Un mois après ce jour où les condamnés à mort avaient bénéficié de la commutation de leur peine, deux hommes travaillaient sous le fouet des argousins dans le pénitencier de Port-Arthur.

Ces deux forçats n’appartenaient pas à la même escouade. Séparés l’un de l’autre, ne pouvant échanger ni une parole ni un regard, ils ne partageaient ni la même gamelle ni le même cabanon. Ils allaient, chacun de son côté, vêtus de l’ignoble vareuse du galérien, accablés sous les injures et les coups de la chiourme, au milieu de cette tourbe de bandits que la Grande-Bretagne expédie à ses colonies d’outre-mer. Le matin, ils quittaient le bagne et n’y rentraient que le soir, épuisés de fatigues, insuffisamment soutenus par une grossière nourriture. Ils y reprenaient le lit de camp, côte à côte avec un compagnon de chaîne, cherchant en vain l’oubli dans quelques heures de sommeil.
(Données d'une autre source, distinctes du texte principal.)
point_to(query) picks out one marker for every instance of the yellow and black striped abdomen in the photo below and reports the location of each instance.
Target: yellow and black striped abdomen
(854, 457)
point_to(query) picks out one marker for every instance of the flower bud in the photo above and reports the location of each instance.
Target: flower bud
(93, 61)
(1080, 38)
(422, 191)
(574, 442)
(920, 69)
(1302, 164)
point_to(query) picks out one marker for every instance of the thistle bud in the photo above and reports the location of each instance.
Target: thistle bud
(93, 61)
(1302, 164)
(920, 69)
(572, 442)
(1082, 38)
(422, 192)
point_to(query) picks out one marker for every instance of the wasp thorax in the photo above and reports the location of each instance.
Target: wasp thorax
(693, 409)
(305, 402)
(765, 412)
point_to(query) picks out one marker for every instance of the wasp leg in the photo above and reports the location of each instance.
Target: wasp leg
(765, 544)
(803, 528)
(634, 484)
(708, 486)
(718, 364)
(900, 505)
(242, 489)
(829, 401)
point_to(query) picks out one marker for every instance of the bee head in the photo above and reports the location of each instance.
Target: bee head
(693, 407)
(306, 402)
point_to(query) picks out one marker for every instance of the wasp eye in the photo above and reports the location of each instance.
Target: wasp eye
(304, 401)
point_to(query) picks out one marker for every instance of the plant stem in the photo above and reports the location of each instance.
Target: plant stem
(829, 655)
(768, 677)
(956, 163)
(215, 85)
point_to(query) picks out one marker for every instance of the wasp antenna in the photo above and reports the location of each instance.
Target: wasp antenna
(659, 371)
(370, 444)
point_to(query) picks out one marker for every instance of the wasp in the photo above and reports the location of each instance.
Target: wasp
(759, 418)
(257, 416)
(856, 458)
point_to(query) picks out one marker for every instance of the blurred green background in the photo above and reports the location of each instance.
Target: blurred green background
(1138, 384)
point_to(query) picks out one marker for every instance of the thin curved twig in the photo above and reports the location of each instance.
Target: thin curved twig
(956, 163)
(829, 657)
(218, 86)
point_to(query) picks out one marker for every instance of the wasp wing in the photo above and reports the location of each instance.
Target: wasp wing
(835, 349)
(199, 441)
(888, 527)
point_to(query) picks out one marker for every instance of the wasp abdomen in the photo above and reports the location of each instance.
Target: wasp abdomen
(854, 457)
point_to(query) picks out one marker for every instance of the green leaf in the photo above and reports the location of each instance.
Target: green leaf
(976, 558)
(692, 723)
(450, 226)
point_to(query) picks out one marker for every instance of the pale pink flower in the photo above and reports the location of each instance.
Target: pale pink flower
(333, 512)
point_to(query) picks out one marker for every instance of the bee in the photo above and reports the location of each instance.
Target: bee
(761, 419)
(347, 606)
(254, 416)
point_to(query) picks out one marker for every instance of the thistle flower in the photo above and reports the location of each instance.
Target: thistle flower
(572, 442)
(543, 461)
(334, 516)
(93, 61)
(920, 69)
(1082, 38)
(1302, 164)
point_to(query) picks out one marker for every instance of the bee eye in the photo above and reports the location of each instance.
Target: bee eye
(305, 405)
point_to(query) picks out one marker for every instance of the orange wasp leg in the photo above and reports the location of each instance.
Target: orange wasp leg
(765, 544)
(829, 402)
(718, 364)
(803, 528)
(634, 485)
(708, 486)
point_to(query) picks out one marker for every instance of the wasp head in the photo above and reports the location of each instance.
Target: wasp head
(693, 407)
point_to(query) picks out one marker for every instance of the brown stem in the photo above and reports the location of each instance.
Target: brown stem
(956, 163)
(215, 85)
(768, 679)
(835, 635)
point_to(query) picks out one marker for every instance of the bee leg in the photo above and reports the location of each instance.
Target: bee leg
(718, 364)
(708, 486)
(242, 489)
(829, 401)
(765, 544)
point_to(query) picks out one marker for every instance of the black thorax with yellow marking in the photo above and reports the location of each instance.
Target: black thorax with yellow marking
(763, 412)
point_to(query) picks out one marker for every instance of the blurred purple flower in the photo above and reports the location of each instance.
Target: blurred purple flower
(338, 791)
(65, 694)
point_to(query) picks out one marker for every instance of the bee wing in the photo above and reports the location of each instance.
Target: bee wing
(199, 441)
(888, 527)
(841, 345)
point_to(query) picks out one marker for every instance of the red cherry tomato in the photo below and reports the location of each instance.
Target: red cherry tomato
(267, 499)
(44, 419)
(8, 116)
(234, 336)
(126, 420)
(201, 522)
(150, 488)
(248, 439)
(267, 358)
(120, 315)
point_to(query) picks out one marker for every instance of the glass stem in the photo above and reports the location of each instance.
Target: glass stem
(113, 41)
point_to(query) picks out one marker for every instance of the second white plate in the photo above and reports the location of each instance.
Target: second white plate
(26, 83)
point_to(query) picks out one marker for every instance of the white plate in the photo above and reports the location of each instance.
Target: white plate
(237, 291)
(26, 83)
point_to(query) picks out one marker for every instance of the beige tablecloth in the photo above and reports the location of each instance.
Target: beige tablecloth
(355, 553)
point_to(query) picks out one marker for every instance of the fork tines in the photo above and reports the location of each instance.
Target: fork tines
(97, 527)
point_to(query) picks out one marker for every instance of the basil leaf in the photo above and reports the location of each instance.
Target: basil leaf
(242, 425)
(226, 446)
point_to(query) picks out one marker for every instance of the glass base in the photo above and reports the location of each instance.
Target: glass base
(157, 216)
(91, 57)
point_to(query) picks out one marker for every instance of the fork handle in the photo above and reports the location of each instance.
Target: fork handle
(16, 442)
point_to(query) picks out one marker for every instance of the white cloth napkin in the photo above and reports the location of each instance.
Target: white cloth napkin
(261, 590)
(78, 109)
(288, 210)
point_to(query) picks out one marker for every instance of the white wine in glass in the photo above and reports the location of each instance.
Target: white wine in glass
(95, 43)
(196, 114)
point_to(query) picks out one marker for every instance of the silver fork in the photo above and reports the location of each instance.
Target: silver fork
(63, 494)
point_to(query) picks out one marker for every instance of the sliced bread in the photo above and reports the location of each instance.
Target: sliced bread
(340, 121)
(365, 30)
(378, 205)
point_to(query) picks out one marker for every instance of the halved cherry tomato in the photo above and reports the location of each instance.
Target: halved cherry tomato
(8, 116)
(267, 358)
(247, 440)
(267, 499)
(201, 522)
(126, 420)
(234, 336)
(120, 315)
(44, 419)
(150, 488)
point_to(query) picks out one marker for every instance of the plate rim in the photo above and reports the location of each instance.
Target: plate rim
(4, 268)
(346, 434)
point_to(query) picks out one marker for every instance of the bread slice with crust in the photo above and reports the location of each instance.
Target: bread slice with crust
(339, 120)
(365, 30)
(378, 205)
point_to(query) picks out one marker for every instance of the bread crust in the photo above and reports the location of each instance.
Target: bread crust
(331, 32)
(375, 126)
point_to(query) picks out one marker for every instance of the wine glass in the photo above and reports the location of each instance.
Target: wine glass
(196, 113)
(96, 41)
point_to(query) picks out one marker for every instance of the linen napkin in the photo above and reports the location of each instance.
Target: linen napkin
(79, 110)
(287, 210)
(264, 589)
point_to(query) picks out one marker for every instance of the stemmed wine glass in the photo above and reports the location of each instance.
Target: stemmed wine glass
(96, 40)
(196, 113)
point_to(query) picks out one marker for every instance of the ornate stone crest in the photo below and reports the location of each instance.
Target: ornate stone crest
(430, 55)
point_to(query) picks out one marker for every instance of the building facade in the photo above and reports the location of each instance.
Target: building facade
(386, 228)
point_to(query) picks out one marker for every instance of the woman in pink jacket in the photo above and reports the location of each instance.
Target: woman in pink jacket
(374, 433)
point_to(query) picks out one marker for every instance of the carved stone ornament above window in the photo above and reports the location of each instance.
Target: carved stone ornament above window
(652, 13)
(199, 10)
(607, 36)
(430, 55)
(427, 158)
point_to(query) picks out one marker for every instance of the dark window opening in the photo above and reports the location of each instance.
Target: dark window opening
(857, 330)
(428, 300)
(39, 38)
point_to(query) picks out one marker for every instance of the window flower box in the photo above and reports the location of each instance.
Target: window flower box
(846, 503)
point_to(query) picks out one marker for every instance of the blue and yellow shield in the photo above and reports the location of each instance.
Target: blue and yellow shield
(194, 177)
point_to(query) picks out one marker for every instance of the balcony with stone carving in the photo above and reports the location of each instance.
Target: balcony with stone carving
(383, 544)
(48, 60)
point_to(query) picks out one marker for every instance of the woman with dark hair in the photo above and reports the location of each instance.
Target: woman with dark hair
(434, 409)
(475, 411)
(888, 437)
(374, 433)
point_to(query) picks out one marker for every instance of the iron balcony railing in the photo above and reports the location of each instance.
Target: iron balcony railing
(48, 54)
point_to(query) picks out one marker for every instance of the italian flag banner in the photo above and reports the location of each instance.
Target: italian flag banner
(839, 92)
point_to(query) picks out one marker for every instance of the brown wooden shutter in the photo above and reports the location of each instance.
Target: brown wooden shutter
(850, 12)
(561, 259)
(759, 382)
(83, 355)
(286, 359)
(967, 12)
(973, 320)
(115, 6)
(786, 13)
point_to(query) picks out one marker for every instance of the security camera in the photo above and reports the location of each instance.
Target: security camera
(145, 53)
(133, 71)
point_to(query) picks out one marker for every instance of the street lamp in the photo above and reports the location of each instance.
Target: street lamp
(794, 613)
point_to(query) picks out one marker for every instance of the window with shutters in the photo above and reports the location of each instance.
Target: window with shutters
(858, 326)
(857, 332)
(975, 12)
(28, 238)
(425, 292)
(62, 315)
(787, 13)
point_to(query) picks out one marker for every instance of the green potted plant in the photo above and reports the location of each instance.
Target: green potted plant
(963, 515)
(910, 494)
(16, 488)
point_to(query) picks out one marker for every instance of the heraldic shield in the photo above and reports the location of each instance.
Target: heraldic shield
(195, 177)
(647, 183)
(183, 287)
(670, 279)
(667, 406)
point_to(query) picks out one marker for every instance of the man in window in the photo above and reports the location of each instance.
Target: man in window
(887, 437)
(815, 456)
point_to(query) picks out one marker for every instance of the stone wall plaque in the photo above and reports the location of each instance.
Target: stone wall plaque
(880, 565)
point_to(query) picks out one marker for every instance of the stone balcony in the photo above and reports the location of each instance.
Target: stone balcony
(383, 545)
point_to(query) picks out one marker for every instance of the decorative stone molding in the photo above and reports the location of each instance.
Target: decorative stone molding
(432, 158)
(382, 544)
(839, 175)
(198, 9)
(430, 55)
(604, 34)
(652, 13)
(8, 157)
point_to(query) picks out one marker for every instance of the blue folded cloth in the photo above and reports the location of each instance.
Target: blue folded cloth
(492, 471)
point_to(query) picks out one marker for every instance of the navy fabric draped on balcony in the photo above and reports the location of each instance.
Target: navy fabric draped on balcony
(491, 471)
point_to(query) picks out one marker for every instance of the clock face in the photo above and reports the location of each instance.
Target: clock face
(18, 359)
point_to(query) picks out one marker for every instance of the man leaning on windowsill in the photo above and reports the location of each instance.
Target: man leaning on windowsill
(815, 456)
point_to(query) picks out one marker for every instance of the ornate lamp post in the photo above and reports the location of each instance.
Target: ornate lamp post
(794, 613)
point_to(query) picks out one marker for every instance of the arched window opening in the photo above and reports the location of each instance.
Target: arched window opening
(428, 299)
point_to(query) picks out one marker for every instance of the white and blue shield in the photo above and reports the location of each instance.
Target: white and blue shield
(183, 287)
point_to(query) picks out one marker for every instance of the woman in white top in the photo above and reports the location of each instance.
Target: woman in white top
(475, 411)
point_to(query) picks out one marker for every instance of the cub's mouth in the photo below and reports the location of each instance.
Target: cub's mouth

Puis, le jour revenu, alors sous les chaleurs étouffantes de l’été, plus tard sous les terribles froids de l’hiver, ils iraient ainsi jusqu’à l’heure où la mort tant souhaitée les délivrerait de cette abominable existence.

Ces deux hommes étaient les frères Kip, qui, trois semaines avant, avaient été transportés au pénitencier de Port-Arthur.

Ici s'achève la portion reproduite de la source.